James glowered at him. “Imagine if we exposed certain biological forms to them,” he said, “if we genetically engineered animal life in the exact shapes needed for light–phase hyperdrive crystals.” He held his arms out. “This world will become the center of the galaxy. And it will be under our… guidance.” He stepped back and leveled the flare gun at Travis’s chest. “This may sting a little.”
“Wait,” Travis said, holding his hands out. “What about my daughter?”
James gave him a look that was almost pity. “Don’t you get it?” he asked. “Nobody gives a shit about Crimsons. Do you think that’s the only disease Intelligrain causes? Who cares, it makes colonization possible.” He clicked his tongue. “Besides, when has theology ever been a friend of knowledge? Adam and Eve were cast from paradise for wanting to think for themselves. For bringing mortals the gift of fire, Prometheus was damned to have his organs be eagle chow for all eternity. For daring to teach that the Earth was not the center of creation, Galileo was imprisoned. The other religions don’t want to bring Sol Invictus down, they just want their cut.”
Travis nodded at the altar. “It won’t be perfect though,” he said. “There’s some organic matter there. How come it hasn’t been transformed?”
James’s eyes narrowed. Almost involuntarily, they flicked to the polished ankh.
Travis kicked upward into James’s stomach. The engineer fired as he fell, burning a path through the air millimeters from Travis’s faceplate. Travis staggered, blinded. He squeezed his eyes tight against the pain, waiting for the killing shot.
Seconds passed. He opened his eyes and blinked through the dying after–glare.
James had fallen onto the ankh. The vines wrapped around his shoulder and neck, pulling him against the altar in an iron grasp, the flare gun still clenched in his hand. Obeying an unheard command, a wind blew across the wasteland, pushing the dank fog back to the horizon. Only the glowing wisps remained.
Beneath the glistening band of the Milky Way, the landscape was littered with statutes, altars, shards of green glass, and about a hundred yards away, the smoking wreckage of James’s pod. Travis recognized some of the species that made up the idols. There were creatures from Centuari and Betelgeuse, even a five–winged avian from AD Leonis. The rest were life forms he had never seen before. There was one he could only describe as a hybrid between a wasp, a squid, and a horse.
The ground shook with a low rumble, like an earthquake. James strained and squirmed to raise his head. “Travis?” he shouted, “What’s happening?”
They came from everywhere, from holes in the rocks, from the mountains, and from the cliffs. They were insectile, their exoskeletons sporting three spindly legs and an armored abdomen. Their twisted necks ended in one milky eye that looked as if it was made of glass, with an opal fluid sloshing inside. Their irises were uniformly the color of cinnamon, flecked with streaks of scarlet. There were hundreds of thousands of them, all roughly two feet high. They chattered and whispered as they came.
Travis tore open James’s pouch. He snatched the data chip and dropped it into his own. A moment later, the sea of insects flowed around him, pushing him back from the altar. He did not resist. An eerie calm settled over him. Whatever happened next, he had no defense.
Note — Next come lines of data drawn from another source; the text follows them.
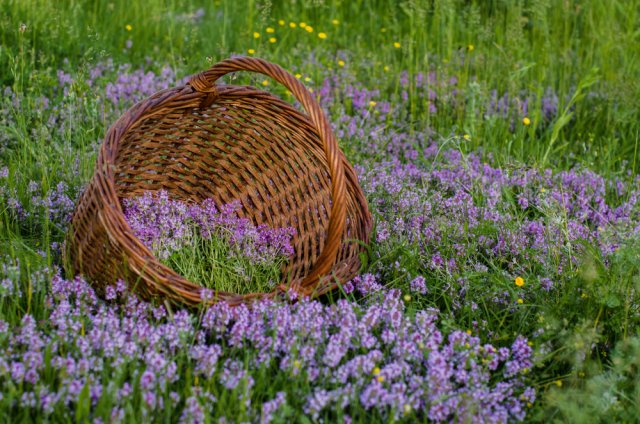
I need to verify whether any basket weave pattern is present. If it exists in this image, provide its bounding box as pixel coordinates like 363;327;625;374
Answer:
65;58;372;305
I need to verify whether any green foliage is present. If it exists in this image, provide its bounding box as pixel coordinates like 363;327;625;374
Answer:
163;229;286;297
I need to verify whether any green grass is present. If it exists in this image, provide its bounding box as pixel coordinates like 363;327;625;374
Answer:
0;0;640;422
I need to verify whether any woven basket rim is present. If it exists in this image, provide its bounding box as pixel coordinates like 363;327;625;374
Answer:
65;58;372;305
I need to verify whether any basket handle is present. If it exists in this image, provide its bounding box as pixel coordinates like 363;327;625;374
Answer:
189;57;347;294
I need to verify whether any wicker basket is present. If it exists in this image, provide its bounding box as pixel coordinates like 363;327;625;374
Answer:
65;57;372;306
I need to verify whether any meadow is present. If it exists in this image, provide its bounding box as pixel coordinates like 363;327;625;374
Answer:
0;0;640;423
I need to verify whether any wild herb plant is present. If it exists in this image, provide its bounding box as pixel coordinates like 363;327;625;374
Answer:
0;0;640;422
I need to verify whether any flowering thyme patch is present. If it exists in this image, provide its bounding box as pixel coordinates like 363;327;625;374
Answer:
123;191;295;294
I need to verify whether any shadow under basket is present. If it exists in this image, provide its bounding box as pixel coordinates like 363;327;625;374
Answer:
64;57;372;306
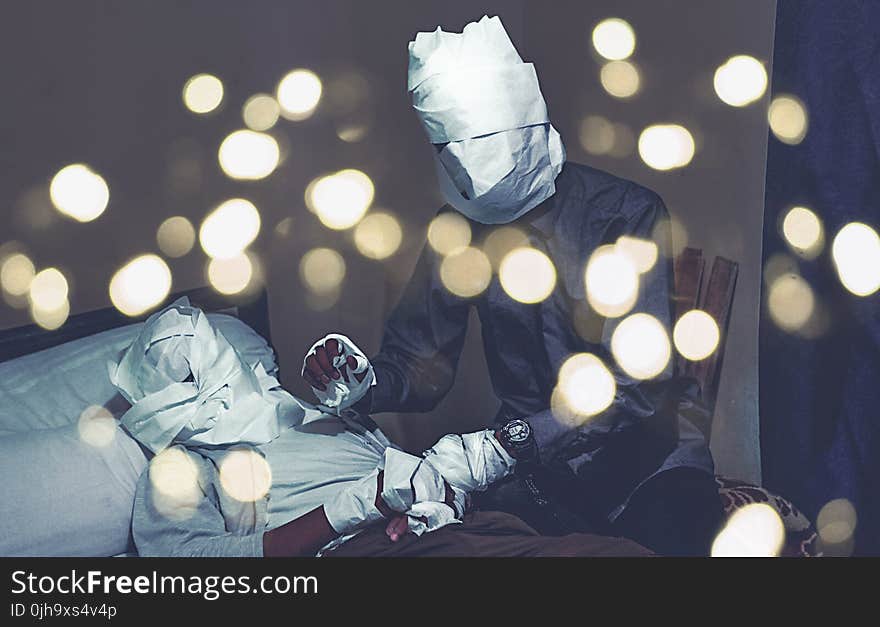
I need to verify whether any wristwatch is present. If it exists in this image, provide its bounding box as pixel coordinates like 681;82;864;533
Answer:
499;418;538;462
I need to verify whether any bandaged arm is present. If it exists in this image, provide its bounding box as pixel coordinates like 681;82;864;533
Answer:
424;429;516;493
132;449;464;557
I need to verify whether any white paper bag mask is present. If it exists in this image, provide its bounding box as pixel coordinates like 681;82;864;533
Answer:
110;298;315;453
407;16;565;224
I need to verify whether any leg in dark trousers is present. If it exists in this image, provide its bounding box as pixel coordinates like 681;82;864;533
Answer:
325;512;651;557
612;468;724;556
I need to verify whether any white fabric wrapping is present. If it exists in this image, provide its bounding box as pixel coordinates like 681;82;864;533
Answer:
413;63;550;144
324;468;382;534
110;298;306;453
302;333;376;415
408;16;565;224
324;448;465;535
425;429;516;492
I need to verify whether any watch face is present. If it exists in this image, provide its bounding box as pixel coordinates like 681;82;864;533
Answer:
504;420;532;444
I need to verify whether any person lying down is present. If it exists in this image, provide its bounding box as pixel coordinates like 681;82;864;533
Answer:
120;302;649;557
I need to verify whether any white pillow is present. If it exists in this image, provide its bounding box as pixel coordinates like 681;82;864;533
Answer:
0;314;278;556
0;314;278;436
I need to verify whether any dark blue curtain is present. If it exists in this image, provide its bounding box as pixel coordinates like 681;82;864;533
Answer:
760;0;880;555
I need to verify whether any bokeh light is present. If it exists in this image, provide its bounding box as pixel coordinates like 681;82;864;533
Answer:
782;207;825;259
767;94;809;145
77;405;116;448
199;198;260;259
241;94;281;131
428;211;471;255
217;130;281;181
482;226;529;270
557;353;617;417
28;268;69;312
183;74;223;113
305;169;376;231
110;254;171;316
599;61;641;98
614;235;658;274
611;313;672;379
714;54;767;107
299;248;345;294
584;245;639;318
440;246;492;298
0;253;36;296
498;247;556;305
672;309;721;361
816;498;858;557
220;449;272;503
156;216;196;257
148;446;202;521
275;69;323;120
831;222;880;296
711;503;785;557
767;272;816;333
593;17;636;61
354;211;403;259
208;252;254;295
639;124;696;171
49;163;110;222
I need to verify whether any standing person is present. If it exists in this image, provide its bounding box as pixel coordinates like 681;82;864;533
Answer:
303;17;721;555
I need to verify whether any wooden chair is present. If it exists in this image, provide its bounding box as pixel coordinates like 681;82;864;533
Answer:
673;248;739;441
673;248;822;557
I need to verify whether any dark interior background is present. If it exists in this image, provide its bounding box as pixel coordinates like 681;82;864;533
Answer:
0;0;775;479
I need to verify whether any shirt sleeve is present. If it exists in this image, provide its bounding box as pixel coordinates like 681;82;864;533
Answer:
369;223;470;413
529;187;678;470
132;447;263;557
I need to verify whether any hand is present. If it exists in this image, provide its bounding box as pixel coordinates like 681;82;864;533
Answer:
377;483;455;542
302;338;368;392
They swarmed over James’s struggling form and wrapped their cursorial legs around him. The vines retracted as the insects yanked their prey to his feet.
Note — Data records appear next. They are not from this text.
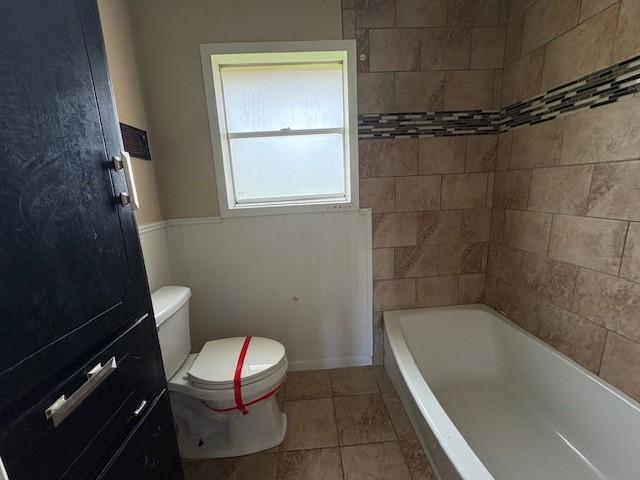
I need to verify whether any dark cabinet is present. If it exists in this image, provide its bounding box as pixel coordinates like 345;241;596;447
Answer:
0;0;182;480
98;392;182;480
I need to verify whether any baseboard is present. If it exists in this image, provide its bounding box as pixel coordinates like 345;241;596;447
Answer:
289;357;371;372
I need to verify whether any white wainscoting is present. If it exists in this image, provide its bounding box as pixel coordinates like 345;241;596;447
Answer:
161;209;373;370
138;222;175;292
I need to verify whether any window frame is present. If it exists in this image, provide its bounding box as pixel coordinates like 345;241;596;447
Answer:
200;40;359;217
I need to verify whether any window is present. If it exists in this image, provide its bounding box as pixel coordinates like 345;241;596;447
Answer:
201;41;358;216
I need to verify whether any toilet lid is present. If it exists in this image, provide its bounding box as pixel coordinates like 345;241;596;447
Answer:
189;337;285;388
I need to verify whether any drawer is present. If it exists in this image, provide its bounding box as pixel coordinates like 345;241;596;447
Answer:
97;391;184;480
0;315;165;480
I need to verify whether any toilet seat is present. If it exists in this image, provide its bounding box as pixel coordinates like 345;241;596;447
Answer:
167;337;288;410
188;337;286;390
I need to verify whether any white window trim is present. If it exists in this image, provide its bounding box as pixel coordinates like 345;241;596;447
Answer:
200;40;359;217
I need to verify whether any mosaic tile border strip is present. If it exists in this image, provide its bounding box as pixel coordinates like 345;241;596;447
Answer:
358;110;501;138
358;56;640;138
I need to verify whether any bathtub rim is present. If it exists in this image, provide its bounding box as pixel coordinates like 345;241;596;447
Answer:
383;303;640;480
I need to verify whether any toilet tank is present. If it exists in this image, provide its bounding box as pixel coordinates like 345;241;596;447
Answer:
151;287;191;380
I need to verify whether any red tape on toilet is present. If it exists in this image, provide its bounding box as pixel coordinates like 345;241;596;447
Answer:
233;337;251;415
201;337;284;415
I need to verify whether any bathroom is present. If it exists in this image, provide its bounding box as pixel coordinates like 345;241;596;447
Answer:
0;0;640;480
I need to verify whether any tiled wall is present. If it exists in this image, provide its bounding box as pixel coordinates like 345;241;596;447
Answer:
343;0;506;363
343;0;640;399
486;0;640;399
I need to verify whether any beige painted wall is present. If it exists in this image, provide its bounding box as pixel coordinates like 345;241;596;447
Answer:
127;0;342;218
98;0;164;225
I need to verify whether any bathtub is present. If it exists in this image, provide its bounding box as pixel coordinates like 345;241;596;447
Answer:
384;305;640;480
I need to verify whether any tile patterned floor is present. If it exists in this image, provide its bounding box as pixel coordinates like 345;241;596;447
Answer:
183;367;436;480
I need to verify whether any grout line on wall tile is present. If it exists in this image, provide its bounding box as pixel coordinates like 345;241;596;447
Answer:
617;221;631;278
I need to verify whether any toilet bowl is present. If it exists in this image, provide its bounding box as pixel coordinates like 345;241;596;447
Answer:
151;287;288;458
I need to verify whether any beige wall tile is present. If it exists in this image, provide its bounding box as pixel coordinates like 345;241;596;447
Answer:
471;27;506;68
396;175;442;212
509;118;566;169
418;136;466;175
369;28;420;72
504;210;551;255
373;278;416;312
458;273;485;304
536;302;607;373
395;245;438;278
542;6;618;90
447;0;500;26
416;276;458;307
418;210;462;245
438;243;484;275
461;208;491;243
549;215;627;275
373;248;394;280
507;0;536;21
522;0;580;53
420;28;471;70
493;170;531;210
620;223;640;283
587;161;640;220
355;0;396;28
396;0;447;27
358;72;395;113
442;173;487;209
395;72;445;112
495;280;538;334
520;252;578;309
360;177;395;213
529;165;593;215
571;269;640;341
504;15;524;65
496;130;513;171
579;0;617;22
464;135;498;172
560;98;640;164
502;47;544;106
444;70;494;110
373;212;417;248
342;8;356;38
487;243;522;284
359;138;418;177
613;0;640;62
600;333;640;401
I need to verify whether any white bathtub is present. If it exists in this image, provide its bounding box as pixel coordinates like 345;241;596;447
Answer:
384;305;640;480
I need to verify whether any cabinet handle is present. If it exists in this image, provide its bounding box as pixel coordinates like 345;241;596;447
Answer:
0;458;9;480
44;357;118;427
133;400;147;417
113;152;140;210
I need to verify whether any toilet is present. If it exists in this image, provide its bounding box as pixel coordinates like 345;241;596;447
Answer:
151;286;288;458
The glowing wisps of fog descended and enveloped the engineer’s helmet. There was a flash of orange and white as James fired into the onslaught. A handful of creatures ignited, their charred bodies spinning through the air. Finally, one shimmied up James’s suit and smashed his faceplate with its foreleg. He screamed as the phosphorescence assaulted his mouth and nostrils. He writhed, his hands tearing at his crystalizing throat. The insects dug their razor–tipped claws into his environment suit, shredding it from his body. They could not scratch his flesh, as it was now a hardened, emerald resin.